Daclizumab: This drug has hit some hiccups recently. Roche has terminated the collaboration for this drug for asthma so PDL Biopharma is waiting to see if there is a new partner and won't move forward without one. Thankfully, this drug is promising for several different indications, so two phase 2 trials are underway now. They expect to see some data in about a year for Daclizumab in transplant maintenance (also partnered with Roche) and for Multiple Sclerosis (with Biogen Idec).
M200 (also called Volociximab): is a cancer antibody that has been surrounded by optimistic buzz for a while. This cancer antibody has had several phase II studies, also in partnership with Biogen Idec, trying to determine how to move forward with clinical testing. It has a similar mechanism to Avastin, though the target and performance differ, and there was some hope (at least from me) that this would show some early breakthrough results. So far, the results are very preliminary and someone like me who's not an expert on pharmacology should probably ignore them, but I think the fact that no notable news came out of the first round of exploratory testing this summer is disappointing.
It looks like cancer buzz at PDL Biopharma may be migrating to its next IND candidate, a new anti-tumor compound that's expected to begin human trials by the end of the year, though there's certainly every possibility that M200 will come through as well.

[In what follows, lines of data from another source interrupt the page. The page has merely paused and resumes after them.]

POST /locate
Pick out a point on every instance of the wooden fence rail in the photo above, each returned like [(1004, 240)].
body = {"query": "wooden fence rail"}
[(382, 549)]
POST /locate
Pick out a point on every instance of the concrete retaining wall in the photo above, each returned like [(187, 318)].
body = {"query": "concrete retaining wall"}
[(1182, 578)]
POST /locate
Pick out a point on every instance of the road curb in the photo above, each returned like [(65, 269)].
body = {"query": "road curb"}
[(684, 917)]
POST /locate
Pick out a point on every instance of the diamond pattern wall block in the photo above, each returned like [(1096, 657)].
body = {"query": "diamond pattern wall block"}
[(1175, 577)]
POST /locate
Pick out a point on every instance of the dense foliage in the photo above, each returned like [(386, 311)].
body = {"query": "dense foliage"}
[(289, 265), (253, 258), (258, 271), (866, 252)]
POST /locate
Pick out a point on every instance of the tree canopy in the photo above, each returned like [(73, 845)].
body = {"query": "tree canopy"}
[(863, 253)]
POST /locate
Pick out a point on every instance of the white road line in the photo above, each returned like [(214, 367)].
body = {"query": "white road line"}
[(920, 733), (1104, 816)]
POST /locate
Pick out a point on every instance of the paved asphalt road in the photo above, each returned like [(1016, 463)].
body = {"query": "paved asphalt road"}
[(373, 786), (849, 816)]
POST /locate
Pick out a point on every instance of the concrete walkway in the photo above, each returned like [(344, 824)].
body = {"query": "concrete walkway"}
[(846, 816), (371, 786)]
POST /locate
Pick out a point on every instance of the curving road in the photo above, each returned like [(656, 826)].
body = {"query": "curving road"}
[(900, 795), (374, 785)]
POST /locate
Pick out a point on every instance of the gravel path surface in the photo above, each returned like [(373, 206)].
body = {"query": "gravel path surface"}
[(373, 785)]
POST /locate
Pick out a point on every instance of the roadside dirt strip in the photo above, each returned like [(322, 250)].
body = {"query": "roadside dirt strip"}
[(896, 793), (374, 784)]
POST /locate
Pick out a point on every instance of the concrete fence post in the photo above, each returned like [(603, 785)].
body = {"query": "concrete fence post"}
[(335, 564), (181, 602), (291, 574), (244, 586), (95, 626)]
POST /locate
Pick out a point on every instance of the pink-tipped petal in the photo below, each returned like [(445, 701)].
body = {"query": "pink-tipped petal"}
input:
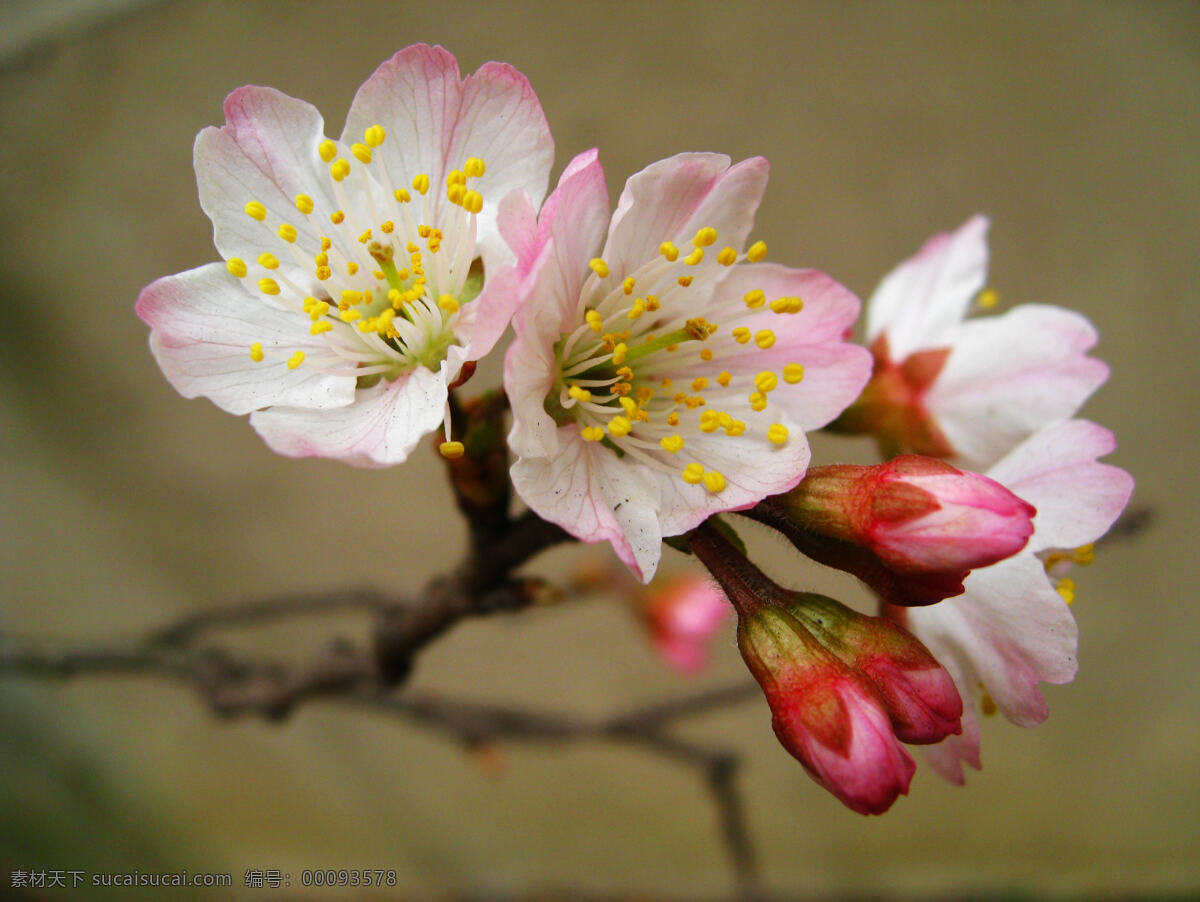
[(204, 325), (1009, 376), (923, 300), (381, 428)]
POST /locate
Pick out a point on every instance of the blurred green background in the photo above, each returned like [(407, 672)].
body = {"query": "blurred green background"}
[(1075, 126)]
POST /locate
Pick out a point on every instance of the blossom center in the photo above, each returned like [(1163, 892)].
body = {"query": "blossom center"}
[(379, 271)]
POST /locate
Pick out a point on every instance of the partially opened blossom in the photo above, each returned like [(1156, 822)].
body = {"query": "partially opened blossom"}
[(661, 371), (349, 295), (1012, 627), (969, 389), (911, 528)]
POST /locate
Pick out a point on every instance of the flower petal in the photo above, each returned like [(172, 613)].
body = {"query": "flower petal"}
[(922, 301), (1009, 376), (381, 428), (673, 198), (436, 120), (1056, 470), (593, 495), (203, 325), (834, 370), (267, 151)]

PDL Biopharma has a lot of things going for them: they're operating cash flow positive for the first time this year, the royalty stream continues to grow nicely and they're doing a good job selling their current (minor) drugs to hospitals. Nuvion and Ularitide are aimed at launch in the next five years, keep your fingers crossed. And a manufacturing facility is already gearing up for Nuvion and Daclizumab production.
Down But Not Out
But PDLI's luster seems a bit dimmer these days. I think it's just that the summer was filled with tepid or disappointing clinical results for several relatively unimportant products, and that the negative headlines ("Trial Failed to Meet Endpoints," "Development Partnership Cancelled"), along with the incremental delays across their bigger programs, are going to define the image of PDLI in the marketplace until they're able to release some good clinical news ... hopefully, within the next year.
The last time PDLI's stock looked troubled, back in the Spring of 2005, it was a great buying opportunity, as fears over Avastin's problems were taken way too much to heart by PDLI investors. I wrote about PDLI for the first time about a year ago, detailing my purchases both before and after that dip in the share price, and my average cost today stands at about $19, right where we are now.
More recently, back in May, disappointing earnings and guidance that reflected some of these delays in drug development cut the shares by 30%, again, which is how we get to the current price after a year of highs in the $30s and lows in the low teens.
I'm not buying any more PDLI at these prices, but I'll certainly plan to hold them for the long term, and if bad news that's unrelated to Nuvion, Ularitide or Daclizumab comes out and brings the shares down further, I may be tempted to add to my position. I'm worried, but I'm trying to put that emotion aside because I think I'm worried about things that aren't that significant to PDL's long term future.
Disclosure: In addition to PDLI shares, I own shares of Myriad Genetics (MYGN).